My general approach is to make it work first, not worrying too much about
algorithms. I've discovered that D makes it fairly easy to change algorithms,
while C/C++ code tends to be a lot more brittle.
Recoding for performance later takes advantage of there being a test suite in
place for it.
> when
> there's a number of glaring issues related to time complexity, which are way
> more severe than a redundant allocation here and there could ever be.
They both matter.
> Whenever I investigate what slows down compilation time of real code, it's
> usually because it triggers a bad case of one of the many quadratic or even
> exponential algorithms in dmd's code. I'm talking:
I've discovered many such algorithms in my C++ compiler, and fixed them.
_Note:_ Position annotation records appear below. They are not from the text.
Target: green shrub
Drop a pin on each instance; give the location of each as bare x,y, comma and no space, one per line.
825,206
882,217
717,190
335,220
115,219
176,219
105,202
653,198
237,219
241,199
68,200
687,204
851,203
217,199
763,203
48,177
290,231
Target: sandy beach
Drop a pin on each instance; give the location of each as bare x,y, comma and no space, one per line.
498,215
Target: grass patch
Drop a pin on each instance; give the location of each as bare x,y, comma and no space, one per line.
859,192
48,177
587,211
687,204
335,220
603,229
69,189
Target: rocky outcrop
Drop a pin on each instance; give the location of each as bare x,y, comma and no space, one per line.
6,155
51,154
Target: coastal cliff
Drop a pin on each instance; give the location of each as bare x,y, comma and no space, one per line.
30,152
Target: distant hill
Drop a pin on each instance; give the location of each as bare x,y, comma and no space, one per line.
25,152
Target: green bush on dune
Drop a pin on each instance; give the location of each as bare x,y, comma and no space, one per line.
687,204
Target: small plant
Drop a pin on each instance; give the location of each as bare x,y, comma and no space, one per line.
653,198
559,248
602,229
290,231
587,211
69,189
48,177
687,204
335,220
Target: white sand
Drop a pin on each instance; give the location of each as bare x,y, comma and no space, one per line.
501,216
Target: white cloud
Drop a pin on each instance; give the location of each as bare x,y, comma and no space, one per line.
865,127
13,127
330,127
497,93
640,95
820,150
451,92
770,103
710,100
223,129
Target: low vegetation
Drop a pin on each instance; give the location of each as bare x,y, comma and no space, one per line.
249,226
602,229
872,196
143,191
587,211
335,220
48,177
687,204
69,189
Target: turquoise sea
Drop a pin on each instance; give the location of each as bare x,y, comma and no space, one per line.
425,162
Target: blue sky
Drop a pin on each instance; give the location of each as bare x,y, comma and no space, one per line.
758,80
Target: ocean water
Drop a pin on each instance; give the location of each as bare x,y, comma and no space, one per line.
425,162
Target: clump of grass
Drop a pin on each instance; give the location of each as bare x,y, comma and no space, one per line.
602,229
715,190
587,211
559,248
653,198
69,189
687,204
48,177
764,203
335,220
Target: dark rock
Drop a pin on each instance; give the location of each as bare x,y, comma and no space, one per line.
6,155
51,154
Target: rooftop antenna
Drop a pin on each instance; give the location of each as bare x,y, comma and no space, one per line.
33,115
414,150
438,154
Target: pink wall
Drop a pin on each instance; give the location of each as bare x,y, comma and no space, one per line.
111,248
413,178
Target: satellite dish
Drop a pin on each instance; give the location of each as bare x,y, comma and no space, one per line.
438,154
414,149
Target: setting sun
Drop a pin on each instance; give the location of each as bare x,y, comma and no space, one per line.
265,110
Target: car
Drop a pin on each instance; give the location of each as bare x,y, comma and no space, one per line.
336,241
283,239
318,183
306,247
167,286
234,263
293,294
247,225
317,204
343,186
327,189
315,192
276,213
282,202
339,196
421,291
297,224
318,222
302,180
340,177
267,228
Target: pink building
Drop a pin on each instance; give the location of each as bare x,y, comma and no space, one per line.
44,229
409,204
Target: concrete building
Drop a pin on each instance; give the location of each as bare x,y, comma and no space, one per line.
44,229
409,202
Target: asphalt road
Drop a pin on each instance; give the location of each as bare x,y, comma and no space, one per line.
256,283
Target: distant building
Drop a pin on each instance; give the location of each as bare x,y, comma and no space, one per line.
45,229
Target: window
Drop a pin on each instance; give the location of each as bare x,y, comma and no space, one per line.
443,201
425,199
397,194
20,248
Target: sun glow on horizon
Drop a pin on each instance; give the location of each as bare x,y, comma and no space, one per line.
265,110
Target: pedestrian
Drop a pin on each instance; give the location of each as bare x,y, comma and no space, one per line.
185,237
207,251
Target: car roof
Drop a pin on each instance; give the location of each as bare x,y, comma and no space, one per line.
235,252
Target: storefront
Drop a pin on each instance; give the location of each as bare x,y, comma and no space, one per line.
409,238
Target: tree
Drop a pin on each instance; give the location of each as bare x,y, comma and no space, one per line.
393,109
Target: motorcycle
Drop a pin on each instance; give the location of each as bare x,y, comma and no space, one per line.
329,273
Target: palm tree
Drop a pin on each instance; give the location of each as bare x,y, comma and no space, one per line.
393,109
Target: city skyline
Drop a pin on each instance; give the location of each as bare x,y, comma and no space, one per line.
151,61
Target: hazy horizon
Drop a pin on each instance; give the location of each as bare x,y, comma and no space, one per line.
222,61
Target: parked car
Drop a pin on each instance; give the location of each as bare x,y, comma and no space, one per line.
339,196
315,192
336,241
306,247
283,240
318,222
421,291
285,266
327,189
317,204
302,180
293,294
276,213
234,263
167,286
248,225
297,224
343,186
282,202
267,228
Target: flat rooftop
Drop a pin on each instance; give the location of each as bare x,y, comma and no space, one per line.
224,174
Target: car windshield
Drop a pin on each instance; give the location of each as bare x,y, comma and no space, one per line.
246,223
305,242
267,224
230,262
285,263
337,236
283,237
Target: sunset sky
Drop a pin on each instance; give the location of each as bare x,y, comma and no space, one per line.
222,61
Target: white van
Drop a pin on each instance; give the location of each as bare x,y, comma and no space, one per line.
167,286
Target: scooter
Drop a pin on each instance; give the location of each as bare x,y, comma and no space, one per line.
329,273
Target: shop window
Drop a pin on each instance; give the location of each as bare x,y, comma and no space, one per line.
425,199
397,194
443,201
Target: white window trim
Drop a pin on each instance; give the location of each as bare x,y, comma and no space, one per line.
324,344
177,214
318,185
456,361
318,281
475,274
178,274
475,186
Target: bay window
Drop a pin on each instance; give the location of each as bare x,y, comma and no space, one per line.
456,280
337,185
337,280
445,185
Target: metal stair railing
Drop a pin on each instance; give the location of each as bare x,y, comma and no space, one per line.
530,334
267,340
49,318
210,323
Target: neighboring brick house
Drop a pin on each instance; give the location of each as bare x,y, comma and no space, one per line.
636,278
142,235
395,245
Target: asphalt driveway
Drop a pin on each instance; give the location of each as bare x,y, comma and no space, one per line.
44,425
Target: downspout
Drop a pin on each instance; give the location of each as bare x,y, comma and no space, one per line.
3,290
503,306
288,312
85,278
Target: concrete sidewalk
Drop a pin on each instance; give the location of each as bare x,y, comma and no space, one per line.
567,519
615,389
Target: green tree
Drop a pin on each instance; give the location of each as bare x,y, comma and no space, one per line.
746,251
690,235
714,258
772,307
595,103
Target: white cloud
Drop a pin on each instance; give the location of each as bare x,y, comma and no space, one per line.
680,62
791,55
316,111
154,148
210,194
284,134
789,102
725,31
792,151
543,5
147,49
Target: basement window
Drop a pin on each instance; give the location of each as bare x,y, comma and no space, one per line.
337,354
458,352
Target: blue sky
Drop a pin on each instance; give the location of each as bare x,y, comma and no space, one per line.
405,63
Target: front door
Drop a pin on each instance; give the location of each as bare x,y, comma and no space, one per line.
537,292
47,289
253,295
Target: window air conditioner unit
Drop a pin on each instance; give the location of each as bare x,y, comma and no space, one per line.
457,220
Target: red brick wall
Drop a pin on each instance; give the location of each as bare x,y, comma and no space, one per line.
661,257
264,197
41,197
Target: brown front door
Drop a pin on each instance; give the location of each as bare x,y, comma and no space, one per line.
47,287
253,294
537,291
I've
been less diligent with D's source, mainly because I have too much on my plate.
It's great that you're looking into this!
> - O(n^2) MSCoff section insertion (https://github.com/dlang/dmd/pull/16780)
> - O(n^2) Checking for missing/duplicated switch case statements (TODO)
> - O(2^n) Nested function sibling detection
> (https://github.com/dlang/dmd/pull/14886)
> - O(2^n) Return type isolated from parameters check
> (https://github.com/dlang/dmd/pull/12885)
> - O(n*m) CTFE execution because AA literals aren't memoized
> (https://github.com/dlang/dmd/issues/20179)
> - O(2^n) Function inlining (https://github.com/dlang/dmd/issues/20315)
> - O(n^2) Loop optimizations (https://github.com/dlang/dmd/issues/20535)
This is all valuable stuff!
> A fast constant factor is nice, but let's not introduce more 'compilation time
> landmines' into dmd's code base, and prefer linear algorithms over quadratic ones.
There's mathematical time, the O(whatever) thing, and there's the detail coding
practice time. When I worked on the Warp preprocessor, I spent a lot of time
trying different algorithms and data structures, and benchmarking. It paid off
to not be too pre-judgmental about what time it would take.
Other things matter a lot, too, like cache-friendly data structures.
I appreciate your efforts here, it is very valuable work you are doing!